IDA wins court battle over repayment of €1.19m grant from failed Shannon pharma venture
Gordon Deegan
The Court of Appeal has ordered that a UK-based pharma firm repay €1.19 million in a Research and Development (R&D) grant to the IDA from a failed Shannon venture.
In this case, the Court of Appeal has dismissed the appeal by Avara Pharma Services Ltd against the High Court granting summary judgment to the IDA for €1.19 million in October 2024 against the pharma firm.
The summary judgment arose from Shannon Development providing a R&D grant of €1.2 million to Shannon-based firm UCB Manufacturing Ireland in February 2012.
In February 2016, Avara Pharma Services purchased UCB Manufacturing while Shannon Development’s rights in the case transferred to the IDA in 2014.
In the course of implementing the sale of UCB to Avara, the IDA, UCB and Avara all entered into a 2017 Deed of Novation where the purpose of which was to transfer all rights and obligations under the R&D Grant Agreement from UCB to Avara Shannon.
However, the Avara plant in Shannon was struggling and in 2019, the High Court made orders winding up Amara’s Shannon business with the loss of up 114 jobs after it heard that the business was losing €9.5 million per annum.
The 2012 R&D grant came with conditions attached and the IDA subsequently but unsuccessfully pursued Avara Pharma Services for the repayment of the €1.19 million R&D grant.
The Court of Appeal ruling refers to a letter from the majority shareholder at Avara, Leonard M. Levie to the then CEO of IDA Ireland, Martin Shanahan, regarding the request for repayment of the grant.
In the letter, Mr. Levie refers to investment by the Avara Group of €16 million in Avara Shannon over a three-year period, which investment ultimately was lost owing to the failure of Avara Shannon.
In the letter, Mr Levie told Mr Shanahan said “Recently, I received a very puzzling letter from your team, seeking the repayment of a grant awarded to UCB in December 2011 for a total amount of €1,193,634, payable immediately.
He said: “My understanding is that the UCB Pharma Group benefited from the bulk of the referenced amount and that Avara received merely a trivial amount from this grant in 2018.”

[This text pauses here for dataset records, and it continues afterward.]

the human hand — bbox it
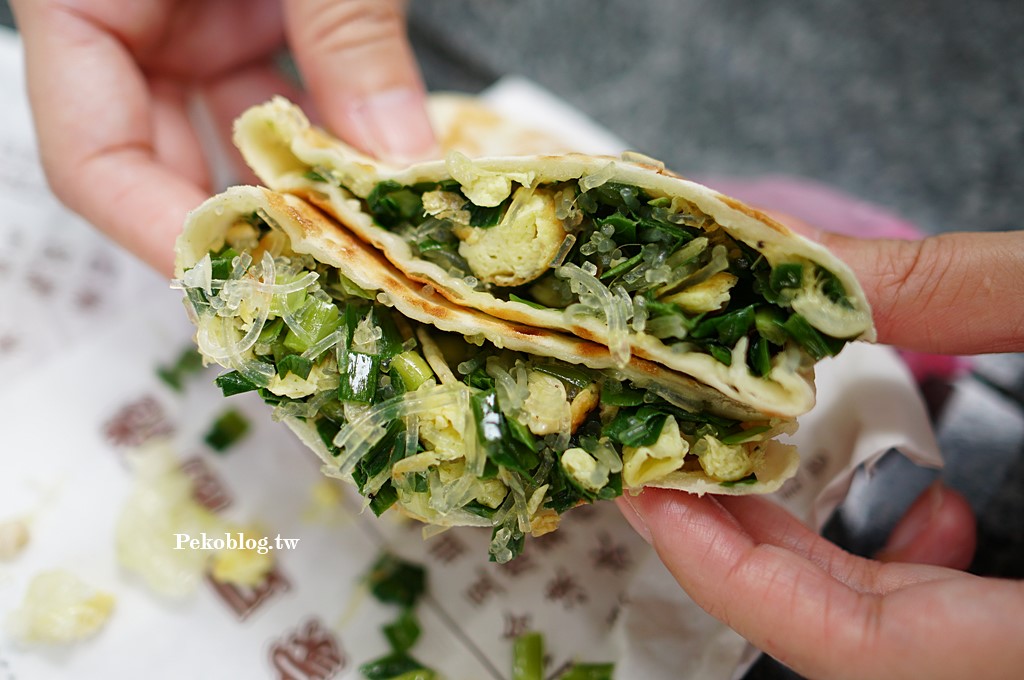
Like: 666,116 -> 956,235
618,225 -> 1024,679
11,0 -> 434,274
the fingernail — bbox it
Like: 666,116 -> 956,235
350,88 -> 439,163
883,479 -> 942,553
618,492 -> 653,544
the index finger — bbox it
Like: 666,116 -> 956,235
13,2 -> 207,275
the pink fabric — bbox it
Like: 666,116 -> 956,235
696,175 -> 970,382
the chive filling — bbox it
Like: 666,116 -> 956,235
182,214 -> 778,562
348,175 -> 853,377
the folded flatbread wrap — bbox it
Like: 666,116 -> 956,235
234,98 -> 873,417
174,186 -> 798,561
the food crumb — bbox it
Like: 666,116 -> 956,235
0,519 -> 29,561
10,569 -> 114,644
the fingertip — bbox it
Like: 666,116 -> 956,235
323,87 -> 439,164
877,480 -> 977,569
286,0 -> 437,163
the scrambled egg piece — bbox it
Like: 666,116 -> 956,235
414,403 -> 466,461
444,152 -> 534,208
660,271 -> 738,314
623,416 -> 690,488
11,569 -> 114,644
693,434 -> 755,481
561,449 -> 609,494
522,371 -> 572,435
422,192 -> 470,224
210,532 -> 273,587
569,383 -> 601,432
453,187 -> 565,286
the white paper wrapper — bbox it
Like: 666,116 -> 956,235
0,27 -> 939,680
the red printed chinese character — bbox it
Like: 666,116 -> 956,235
270,619 -> 348,680
502,611 -> 530,640
498,548 -> 551,578
103,395 -> 174,447
206,566 -> 291,621
590,532 -> 632,573
26,271 -> 55,297
181,456 -> 231,512
75,290 -> 102,311
544,567 -> 587,609
536,530 -> 565,561
466,568 -> 505,606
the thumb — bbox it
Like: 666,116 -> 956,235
878,481 -> 977,569
817,231 -> 1024,354
285,0 -> 436,162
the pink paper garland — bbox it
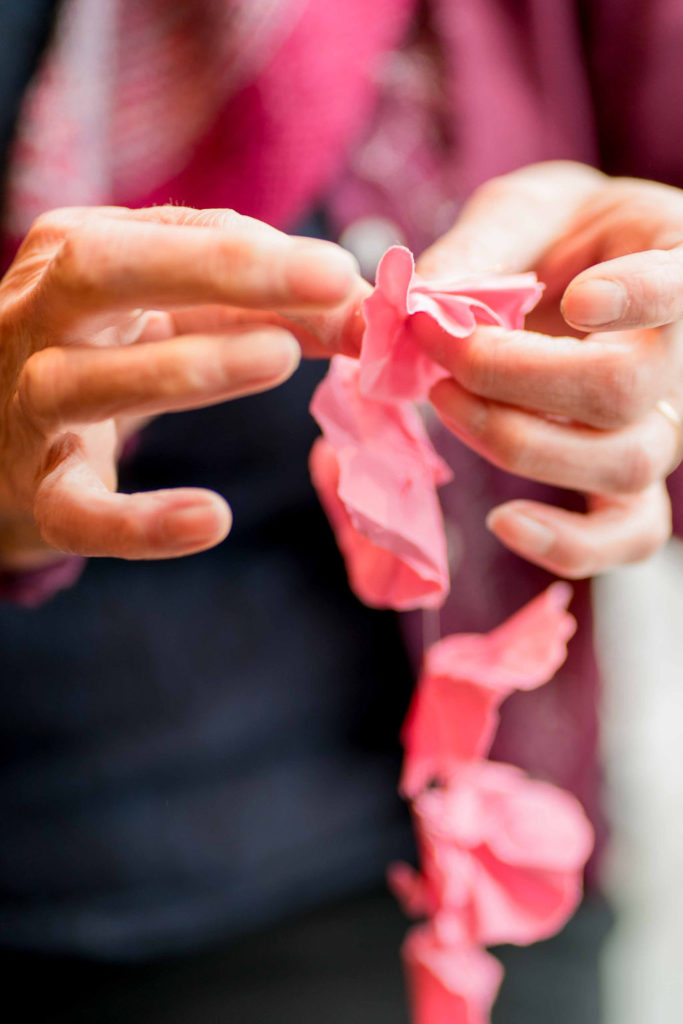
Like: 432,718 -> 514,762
310,247 -> 593,1024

Ms Justice Donald Binchy stated, “Somewhat surprisingly, Mr. Levie expresses himself to be perplexed as to why a research and development grant has migrated into an obligation to repay enforced by a lawsuit.”

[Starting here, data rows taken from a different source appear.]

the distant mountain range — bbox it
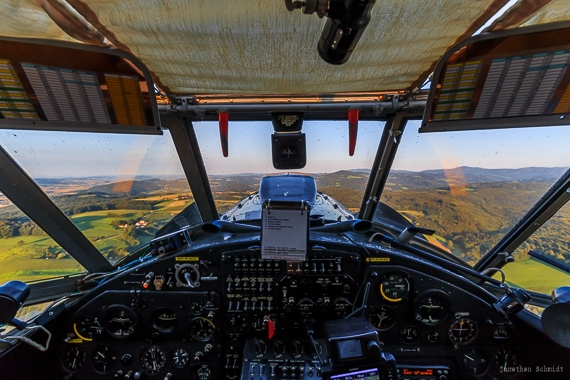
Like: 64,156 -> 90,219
32,166 -> 567,196
386,166 -> 567,190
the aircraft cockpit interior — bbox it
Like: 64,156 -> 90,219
0,0 -> 570,380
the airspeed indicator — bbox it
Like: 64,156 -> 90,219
380,273 -> 410,302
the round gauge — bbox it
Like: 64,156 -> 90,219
447,319 -> 478,344
73,317 -> 103,341
495,348 -> 519,376
91,346 -> 117,372
141,346 -> 166,375
103,305 -> 138,339
188,317 -> 216,342
380,273 -> 410,302
191,364 -> 212,380
463,348 -> 489,376
170,347 -> 190,369
62,344 -> 85,372
414,290 -> 449,325
190,302 -> 204,315
400,326 -> 420,344
150,307 -> 178,332
368,305 -> 396,330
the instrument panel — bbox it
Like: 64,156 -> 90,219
55,236 -> 526,380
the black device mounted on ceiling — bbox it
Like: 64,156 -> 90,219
271,112 -> 307,170
285,0 -> 376,65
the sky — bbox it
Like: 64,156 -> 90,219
0,121 -> 570,178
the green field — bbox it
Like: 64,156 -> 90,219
493,257 -> 570,294
0,200 -> 192,284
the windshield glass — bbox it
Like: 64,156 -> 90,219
503,199 -> 570,294
193,121 -> 384,217
381,123 -> 570,265
0,193 -> 85,284
0,130 -> 194,263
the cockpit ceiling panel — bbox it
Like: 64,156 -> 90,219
0,0 -> 77,42
4,0 -> 570,95
81,0 -> 504,94
4,0 -> 506,94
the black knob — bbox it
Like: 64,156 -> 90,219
366,340 -> 380,356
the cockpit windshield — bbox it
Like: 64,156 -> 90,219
0,130 -> 194,268
193,121 -> 384,213
381,123 -> 570,293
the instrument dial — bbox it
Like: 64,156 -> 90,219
189,317 -> 216,342
463,349 -> 489,376
380,273 -> 411,302
141,346 -> 166,375
151,307 -> 178,332
73,317 -> 103,341
190,302 -> 204,315
62,344 -> 85,372
91,346 -> 117,373
368,305 -> 396,330
103,305 -> 139,339
170,347 -> 190,369
190,364 -> 212,380
414,290 -> 450,325
400,326 -> 420,344
447,319 -> 478,344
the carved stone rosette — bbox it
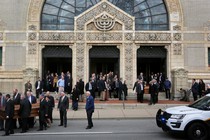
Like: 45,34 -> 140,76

Mr Levie said that in his experience research and development grants are not liabilities, they are incentives for investment and are not usually repayable. In any case he said, any obligation to repay is that of UCB and not Avara.
In his findings, Mr Justice Binchy concluded that the claim in these proceedings is a simple one.

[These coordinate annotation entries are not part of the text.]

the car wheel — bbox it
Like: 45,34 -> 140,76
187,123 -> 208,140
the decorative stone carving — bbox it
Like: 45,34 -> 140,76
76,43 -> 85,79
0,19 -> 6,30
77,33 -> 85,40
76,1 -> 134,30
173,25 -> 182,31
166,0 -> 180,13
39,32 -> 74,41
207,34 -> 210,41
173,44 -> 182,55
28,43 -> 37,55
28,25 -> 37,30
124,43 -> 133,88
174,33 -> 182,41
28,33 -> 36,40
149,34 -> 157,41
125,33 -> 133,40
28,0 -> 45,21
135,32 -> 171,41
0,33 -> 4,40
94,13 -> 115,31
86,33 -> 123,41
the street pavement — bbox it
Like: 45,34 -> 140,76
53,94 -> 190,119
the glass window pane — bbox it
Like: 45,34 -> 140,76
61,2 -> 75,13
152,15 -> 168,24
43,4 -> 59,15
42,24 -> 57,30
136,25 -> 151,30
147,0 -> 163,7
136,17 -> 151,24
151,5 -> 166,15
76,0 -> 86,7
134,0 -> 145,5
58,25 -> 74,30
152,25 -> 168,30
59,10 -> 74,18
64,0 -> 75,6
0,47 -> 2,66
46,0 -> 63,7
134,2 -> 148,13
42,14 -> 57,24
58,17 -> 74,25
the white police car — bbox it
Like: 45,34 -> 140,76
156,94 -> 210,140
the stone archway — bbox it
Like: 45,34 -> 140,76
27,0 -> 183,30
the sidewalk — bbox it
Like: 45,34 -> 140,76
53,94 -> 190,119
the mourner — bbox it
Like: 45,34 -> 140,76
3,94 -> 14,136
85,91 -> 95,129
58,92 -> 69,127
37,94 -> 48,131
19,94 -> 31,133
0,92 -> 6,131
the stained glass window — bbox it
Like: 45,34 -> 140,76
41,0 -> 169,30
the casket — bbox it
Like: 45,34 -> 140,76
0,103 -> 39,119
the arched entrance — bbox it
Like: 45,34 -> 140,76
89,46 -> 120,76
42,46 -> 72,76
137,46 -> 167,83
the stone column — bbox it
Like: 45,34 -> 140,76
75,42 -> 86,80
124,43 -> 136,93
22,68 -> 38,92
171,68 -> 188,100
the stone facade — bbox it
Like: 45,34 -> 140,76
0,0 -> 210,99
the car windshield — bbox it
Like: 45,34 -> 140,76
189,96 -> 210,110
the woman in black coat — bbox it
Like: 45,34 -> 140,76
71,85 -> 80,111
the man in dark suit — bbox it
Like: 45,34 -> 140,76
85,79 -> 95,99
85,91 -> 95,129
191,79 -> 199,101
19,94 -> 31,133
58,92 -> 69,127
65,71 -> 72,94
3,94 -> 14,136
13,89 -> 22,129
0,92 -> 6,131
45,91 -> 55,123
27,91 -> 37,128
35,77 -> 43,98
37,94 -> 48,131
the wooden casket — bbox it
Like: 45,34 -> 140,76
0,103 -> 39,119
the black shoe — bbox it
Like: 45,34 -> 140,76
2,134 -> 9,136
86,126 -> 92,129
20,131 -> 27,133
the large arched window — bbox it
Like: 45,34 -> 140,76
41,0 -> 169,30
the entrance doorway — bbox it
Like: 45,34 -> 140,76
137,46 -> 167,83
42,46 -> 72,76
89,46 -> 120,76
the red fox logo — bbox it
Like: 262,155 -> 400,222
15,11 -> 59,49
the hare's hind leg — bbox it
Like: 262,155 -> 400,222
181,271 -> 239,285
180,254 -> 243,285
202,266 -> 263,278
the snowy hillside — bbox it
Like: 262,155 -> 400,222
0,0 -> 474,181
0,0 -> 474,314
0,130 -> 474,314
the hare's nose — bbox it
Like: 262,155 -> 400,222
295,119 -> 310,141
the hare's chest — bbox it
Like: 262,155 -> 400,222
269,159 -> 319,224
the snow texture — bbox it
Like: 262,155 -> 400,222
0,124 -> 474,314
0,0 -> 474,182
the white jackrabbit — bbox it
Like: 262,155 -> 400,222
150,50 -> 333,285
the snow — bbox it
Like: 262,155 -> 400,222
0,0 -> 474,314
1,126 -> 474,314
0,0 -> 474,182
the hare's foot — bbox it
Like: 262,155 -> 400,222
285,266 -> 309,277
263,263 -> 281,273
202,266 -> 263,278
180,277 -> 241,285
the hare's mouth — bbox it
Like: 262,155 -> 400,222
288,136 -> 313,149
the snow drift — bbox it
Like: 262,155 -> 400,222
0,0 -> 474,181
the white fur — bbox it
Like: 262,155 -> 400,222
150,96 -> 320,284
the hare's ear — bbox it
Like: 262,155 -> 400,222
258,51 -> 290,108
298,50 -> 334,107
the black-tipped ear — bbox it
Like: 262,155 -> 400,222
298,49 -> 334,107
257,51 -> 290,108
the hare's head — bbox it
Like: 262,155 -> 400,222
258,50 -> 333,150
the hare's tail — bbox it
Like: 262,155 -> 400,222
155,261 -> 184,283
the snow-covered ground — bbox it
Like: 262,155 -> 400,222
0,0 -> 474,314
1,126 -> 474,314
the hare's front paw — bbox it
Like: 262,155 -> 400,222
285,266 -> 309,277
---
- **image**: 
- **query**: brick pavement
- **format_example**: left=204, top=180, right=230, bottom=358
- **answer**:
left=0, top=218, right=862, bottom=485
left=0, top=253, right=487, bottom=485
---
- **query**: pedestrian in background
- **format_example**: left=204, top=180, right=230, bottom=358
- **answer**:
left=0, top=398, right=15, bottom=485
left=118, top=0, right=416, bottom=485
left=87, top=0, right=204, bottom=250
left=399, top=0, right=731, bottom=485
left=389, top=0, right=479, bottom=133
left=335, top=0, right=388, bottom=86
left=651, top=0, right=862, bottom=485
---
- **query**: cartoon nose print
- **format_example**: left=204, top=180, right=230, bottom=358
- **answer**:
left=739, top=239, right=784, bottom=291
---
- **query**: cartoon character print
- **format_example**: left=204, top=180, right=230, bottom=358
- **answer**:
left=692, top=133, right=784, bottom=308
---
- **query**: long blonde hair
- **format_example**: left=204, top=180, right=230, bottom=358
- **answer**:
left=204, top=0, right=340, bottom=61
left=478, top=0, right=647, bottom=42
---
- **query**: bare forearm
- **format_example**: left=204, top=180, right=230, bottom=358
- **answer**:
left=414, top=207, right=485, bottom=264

He said that the IDA advanced a grant to UCB, and now seeks repayment of it on the grounds of a breach of the Grant Agreement pursuant to which it was advanced to UCB, and based on the Deed of Novation.
Mr Justice Binchy stated that he was rejecting the Avara appeal in its entirety.
He said that since the IDA has been entirely successful in this appeal, “my provisional view is that it is entitled to an order requiring the appellant to discharge the costs of this appeal in full, the same to be determined by adjudication in default of agreement”.
He said that if Avara wishes to contend for a different order, it may do so by making submissions not to exceed 1,500 words within two weeks from the date of delivery of this judgment.